# how to choose lawyer



## OGNW (Oct 28, 2014)

I'm pretty good at buying things. Lots of research on features, reviews, downfalls and such. But how do you choose a lawyer? Big vs small firm? Most expensive vs least expensive? Many years experience vs only a few? Male vs female? (I'm male). Does it really make a difference? I mean the law is what it is.

I know it's only going to be more difficult from here but where do you start? I'm hating this already.


----------



## lucy999 (Sep 28, 2014)

Consultations are usually free, I think. I could be wrong about that, but it doesn't hurt to ask. My friend recently consulted with a lawyer about divorce and it was free. 

Will this be a contentious divorce? If so, get a bulldog for a lawyer. Spare no expense. You get what you pay for. It depends on the complexity of the case. If it's a drive-by divorce, maybe the paralegal can do the lion's share of the work (they usually do anyway lol) and their rates are far less expensive.

Is there a Legal Aid office in your area? Can they recommend someone? What about a law school?

Don't go on the cheap, though. Again, you get what you pay for.


----------



## Bananapeel (May 4, 2015)

I asked an attorney buddy of mine for a recommendation. I was doing an uncontested divorce and the XW and I agreed ahead of time that we wanted to split our assets rather than spend them fighting in court and we wanted split custody so we had everything worked out before I ever met the lawyer. I ended up picking a woman lawyer that seemed to be empathetic so my XW would feel more comfortable dealing with her.


----------



## warshaw (Jul 31, 2015)

OGNW said:


> Does it really make a difference? I mean the law is what it is.


That's like saying which doctor you go to doesn't matter because a human body is what it is.

I went through 3 attorneys during my high conflict expensive divorce and wasn't satisfied with any of them. There was laziness, incompetence, apathy, carelessness, etc.
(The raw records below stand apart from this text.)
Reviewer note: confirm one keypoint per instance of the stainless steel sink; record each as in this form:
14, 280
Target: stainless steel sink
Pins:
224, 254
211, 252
Post divorce I got smarter. Once you know what to look for you can get a better idea of whether the attorney has their sh!t together. It helps to find attorneys based on recommendations, online reviews (but watch negative reviews from those who might have had this attorney as their adversary). Superlawyers is a site that rates attorneys based on votes from other attorneys.

Review case law in your area and look for cases that your attorney has tried, see how they did.

The law is very open to interpretation, judges have wide discretion and you can bet your ass there's favoritism and even corruption. You want an attorney that is well known by the courts and has a positive reputation with them, it can make more of a difference than anything else.

It also depends on the specifics of your case. Courts are very good at dividing assets, it's usually very straightforward. But if you're talking spousal or child support and custody, you need to be prepared with a good attorney.


----------



## OGNW (Oct 28, 2014)

Thanks warshaw, it appears to be sound advice.

Thanks to all.


----------